Demikian juga dengan judi. Kalau pakai asas bebas, ya gak papa, wong uangnya uang dia dan dia gak ngerampok. Tapi dari segi agama sudah ada aturan main yang jelas, dan judi itu diharamkan karena lebih banyak mudharatnya. Ada lagi yang atas nama seni dan kebebasan berekspresi, membolehkan foto bugil maupun bugil sungguhan di beberapa lokasi. Kalau ikut asas kebebasan, ya boleh, kan haknya dia. Tapi gak demikian kalau kita mengacu pada moral dan agama.

Allah SWT baik terhadap manusia, dan semua yang diperintahkan oleh-Nya adalah baik. Tapi dasar manusia, pintar ngakalin, semuanya dikutak-kutik untuk kepentingannya. Tuntunan sang Khalik sudah jelas, dan setiap kelakuan itu ada manfaat dan mudharatnya. Kalau mudharatnya lebih banyak maka harus ditinggalkan. Sayangnya banyak manusia gila. Hal di atas hanyalah beberapa contoh, dan banyak contoh lain, yang mengisahkan pertarungan antara Freedom vs Religi-Morale. Di Indonesia tahun lalu sempat ada perdebatan seru tentang RUU APP, yang kini bagaikan lenyap tanpa bekas.

Berbicara tentang kelakuan menyimpang, saya kadang gak habis pikir, kenapa yah di acara TV kita, baik lawakan maupun drama, kenapa selalu dieksploitisir sosok banci? Tengoklah Extravaganza, banyak film dan sinetron bahkan sekalipun si Yoyo yang bernuansa agama, tak ketinggalan pula acara Ramadhan di Trans TV yang mengundang kecaman MUI karena berlebihan mem-bencong-kan si Olga. Ini lagi-lagi brengseknya sebagian media massa kita yang cuma berpikir duit dan duit tanpa peduli moral anak bangsa.

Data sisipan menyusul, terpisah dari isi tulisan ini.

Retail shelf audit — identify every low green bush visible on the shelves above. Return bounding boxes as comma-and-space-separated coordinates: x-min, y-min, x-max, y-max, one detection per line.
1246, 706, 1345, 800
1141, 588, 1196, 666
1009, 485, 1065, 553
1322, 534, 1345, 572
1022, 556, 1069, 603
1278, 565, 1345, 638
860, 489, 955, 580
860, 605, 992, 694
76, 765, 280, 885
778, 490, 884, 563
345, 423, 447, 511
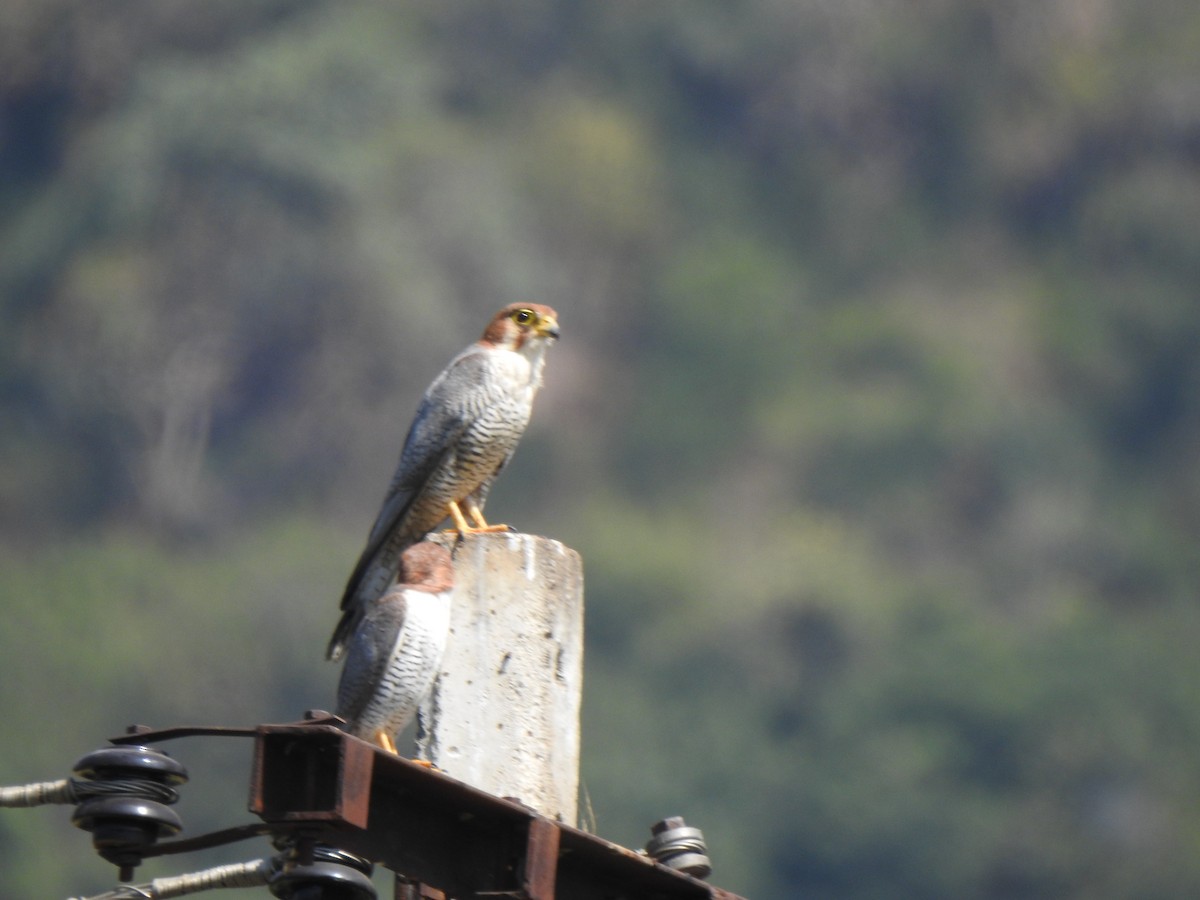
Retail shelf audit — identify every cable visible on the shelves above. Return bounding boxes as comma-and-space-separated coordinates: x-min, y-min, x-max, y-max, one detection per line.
71, 858, 280, 900
0, 778, 179, 808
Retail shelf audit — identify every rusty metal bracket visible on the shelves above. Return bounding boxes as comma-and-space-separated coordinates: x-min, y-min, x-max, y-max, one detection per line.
77, 713, 742, 900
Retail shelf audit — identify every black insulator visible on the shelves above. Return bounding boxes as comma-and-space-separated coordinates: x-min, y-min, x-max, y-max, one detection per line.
71, 746, 187, 881
74, 746, 187, 785
71, 797, 184, 881
270, 845, 376, 900
646, 816, 713, 878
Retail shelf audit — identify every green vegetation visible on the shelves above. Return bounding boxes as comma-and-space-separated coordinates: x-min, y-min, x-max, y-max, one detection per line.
0, 0, 1200, 900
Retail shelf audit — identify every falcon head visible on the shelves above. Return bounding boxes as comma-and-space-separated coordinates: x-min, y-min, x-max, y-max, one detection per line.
482, 304, 558, 350
397, 541, 454, 594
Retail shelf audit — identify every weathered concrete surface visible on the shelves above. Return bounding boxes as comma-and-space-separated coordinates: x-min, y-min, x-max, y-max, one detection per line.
416, 534, 583, 824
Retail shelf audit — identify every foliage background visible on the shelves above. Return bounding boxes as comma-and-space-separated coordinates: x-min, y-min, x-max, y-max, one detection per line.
0, 0, 1200, 900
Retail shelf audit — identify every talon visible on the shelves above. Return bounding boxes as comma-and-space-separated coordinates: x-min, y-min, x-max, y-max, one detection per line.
448, 500, 516, 534
371, 728, 400, 756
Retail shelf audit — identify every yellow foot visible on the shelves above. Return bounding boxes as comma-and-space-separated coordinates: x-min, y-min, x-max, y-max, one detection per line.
371, 728, 400, 756
450, 500, 516, 534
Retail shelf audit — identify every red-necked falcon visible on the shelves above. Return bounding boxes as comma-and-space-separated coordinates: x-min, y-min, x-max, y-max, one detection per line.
337, 541, 454, 752
326, 304, 558, 660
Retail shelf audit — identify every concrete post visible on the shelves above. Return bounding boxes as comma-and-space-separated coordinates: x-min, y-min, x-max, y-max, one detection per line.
416, 534, 583, 824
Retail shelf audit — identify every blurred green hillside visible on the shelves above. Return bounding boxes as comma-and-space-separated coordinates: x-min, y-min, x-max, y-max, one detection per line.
0, 0, 1200, 900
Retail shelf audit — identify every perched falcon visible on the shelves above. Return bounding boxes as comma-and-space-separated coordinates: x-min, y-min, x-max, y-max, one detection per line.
337, 541, 454, 752
326, 304, 558, 660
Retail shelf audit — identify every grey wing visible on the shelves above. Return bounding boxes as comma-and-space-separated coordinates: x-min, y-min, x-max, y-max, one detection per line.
341, 379, 466, 610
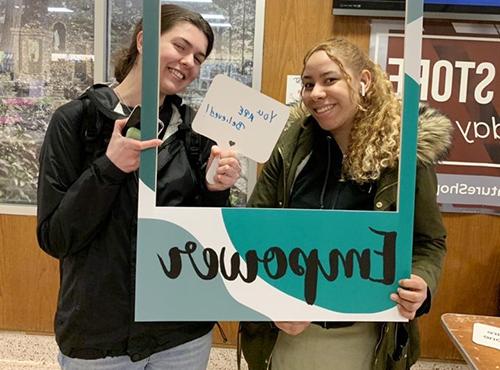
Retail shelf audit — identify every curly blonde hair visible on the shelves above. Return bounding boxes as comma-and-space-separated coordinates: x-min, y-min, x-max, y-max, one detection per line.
302, 38, 401, 184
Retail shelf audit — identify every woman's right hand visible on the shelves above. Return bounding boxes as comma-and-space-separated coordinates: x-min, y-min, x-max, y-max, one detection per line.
106, 118, 161, 173
274, 321, 311, 335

Apakah gak ada cara lain menampilkan tawa, selain mengeksploitasi sosok banci? Di satu sisi, kasian juga si bencong karena jadi bahan ledekan. Namun di sisi lain, apakah ini gak berani mempromosikan banci-banci-an? Lihat saja gaya dan penampilan menjijikkan sebagian presenter pria yang terlalu kemayu. Apakah ini pertanda banyak justru fenomena perbancian tambah marak di tanah air dan itu berarti tambah lagi satu sakit jiwa kita. Apakah atas nama kebebasan pada akhirnya yang namanya agama dan moral harus diabaikan? Sekali lagi, yang namanya perbancian bukan cuma dosa tapi juga dilaknat, sangat musykil rasanya kalau mereka yang terkait itu gak tau, kecuali pada ngeyel dan buta mata, telinga dan hatinya.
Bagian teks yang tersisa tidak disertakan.